You will just need to get a ticket for the child (€75 if that is the current cost including extras)
Nicola


----------



## Daddy (25 Jun 2008)

Thanks - but a child naturally must be accompanied by an adult.

If I try to make a booking for the child system w'ont accept unless I book for an adult + a child.

Have already booked for an adult some weeks ago and now just want to add a child.
How to proceed ?


----------



## NicolaM (25 Jun 2008)

Yikes!
That I suspect will then involve phoning Ryan Air, and paying extra charges unfortunately for changing ticket.
Does anyone know if there is an option to add another passanger? i have never seen this option, but just in case...


----------



## Daddy (25 Jun 2008)

Thanks Nicola but phoning Ryanair is my last resort as it takes so long to get them on the line.


----------



## NicolaM (25 Jun 2008)

I know, but it will be your only option if there is no online option to add an extra passenger. Hopefully there is: why don't you go into your ticket reservation details to see the options for changes allowable, via your reservation number? 
I don't think I've ever seen it though, hopefully I am not correct.


----------



## Tartan_Man (25 Jun 2008)

Try Ryanair on this number during office hours.

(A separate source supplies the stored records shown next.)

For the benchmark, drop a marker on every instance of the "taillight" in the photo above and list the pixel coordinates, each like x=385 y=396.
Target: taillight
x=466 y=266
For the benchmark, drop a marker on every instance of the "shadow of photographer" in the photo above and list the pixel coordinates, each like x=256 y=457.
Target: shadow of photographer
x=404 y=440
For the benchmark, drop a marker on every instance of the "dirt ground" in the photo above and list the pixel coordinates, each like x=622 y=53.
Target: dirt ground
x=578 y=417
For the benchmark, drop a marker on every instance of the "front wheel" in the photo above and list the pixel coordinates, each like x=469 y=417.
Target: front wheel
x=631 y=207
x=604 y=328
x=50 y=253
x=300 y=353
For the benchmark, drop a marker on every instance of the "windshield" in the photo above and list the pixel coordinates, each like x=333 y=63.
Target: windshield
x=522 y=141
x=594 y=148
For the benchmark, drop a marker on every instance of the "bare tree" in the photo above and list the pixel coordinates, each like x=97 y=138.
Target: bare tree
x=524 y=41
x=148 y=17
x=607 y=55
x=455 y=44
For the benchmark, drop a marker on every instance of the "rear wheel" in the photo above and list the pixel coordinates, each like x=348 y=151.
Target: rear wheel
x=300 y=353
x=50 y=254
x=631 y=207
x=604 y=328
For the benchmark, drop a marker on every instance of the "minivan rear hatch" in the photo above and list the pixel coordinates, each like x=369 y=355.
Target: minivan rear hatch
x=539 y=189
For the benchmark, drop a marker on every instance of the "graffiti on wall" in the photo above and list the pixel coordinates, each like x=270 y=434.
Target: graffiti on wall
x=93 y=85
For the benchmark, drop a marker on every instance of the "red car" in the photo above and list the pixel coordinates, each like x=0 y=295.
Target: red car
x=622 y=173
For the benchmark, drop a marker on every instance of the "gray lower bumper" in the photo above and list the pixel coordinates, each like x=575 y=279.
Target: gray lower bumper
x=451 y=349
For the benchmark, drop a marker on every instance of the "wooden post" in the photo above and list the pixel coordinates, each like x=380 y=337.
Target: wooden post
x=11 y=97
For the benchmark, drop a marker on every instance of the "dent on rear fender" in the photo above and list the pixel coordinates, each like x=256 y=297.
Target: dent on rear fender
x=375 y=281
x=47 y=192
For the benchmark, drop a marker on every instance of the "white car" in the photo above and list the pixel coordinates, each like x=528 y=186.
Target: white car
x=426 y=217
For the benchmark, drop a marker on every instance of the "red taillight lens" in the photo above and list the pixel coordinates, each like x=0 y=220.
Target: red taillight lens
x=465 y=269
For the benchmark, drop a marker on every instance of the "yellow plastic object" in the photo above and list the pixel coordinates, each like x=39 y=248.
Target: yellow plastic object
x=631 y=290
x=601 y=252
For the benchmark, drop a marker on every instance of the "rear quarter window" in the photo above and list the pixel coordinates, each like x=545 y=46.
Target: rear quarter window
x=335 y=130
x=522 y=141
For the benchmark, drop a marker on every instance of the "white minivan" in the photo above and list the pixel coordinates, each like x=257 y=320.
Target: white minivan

01 249 7793.  They should be able to help ye out with adding a child to your adult ticket already purchased.


----------



## Daddy (25 Jun 2008)

Thanks Tartan Man.

Did that - what I have to do is book the child in as an adult.

Then ring the number you gave me and advise them that it is a child that will be travelling
with an already earlier booked in adult.   The reservation dept will advise the ticket desk at the airport.


----------



## NicolaM (25 Jun 2008)

Glad you got sorted.
As a matter of interest, did Ryan air take long to answer the phone? I note that's a Dublin number, not premium rate...


----------



## Daddy (25 Jun 2008)

About 5 minutes Nicola and thanks for your help also.


----------



## NicolaM (25 Jun 2008)

It's definitely worthwhile saving that number then, for future reference!
You weren't charged any extra then, if you weren't changing your ticket.
Enjoy France!
Nicola


----------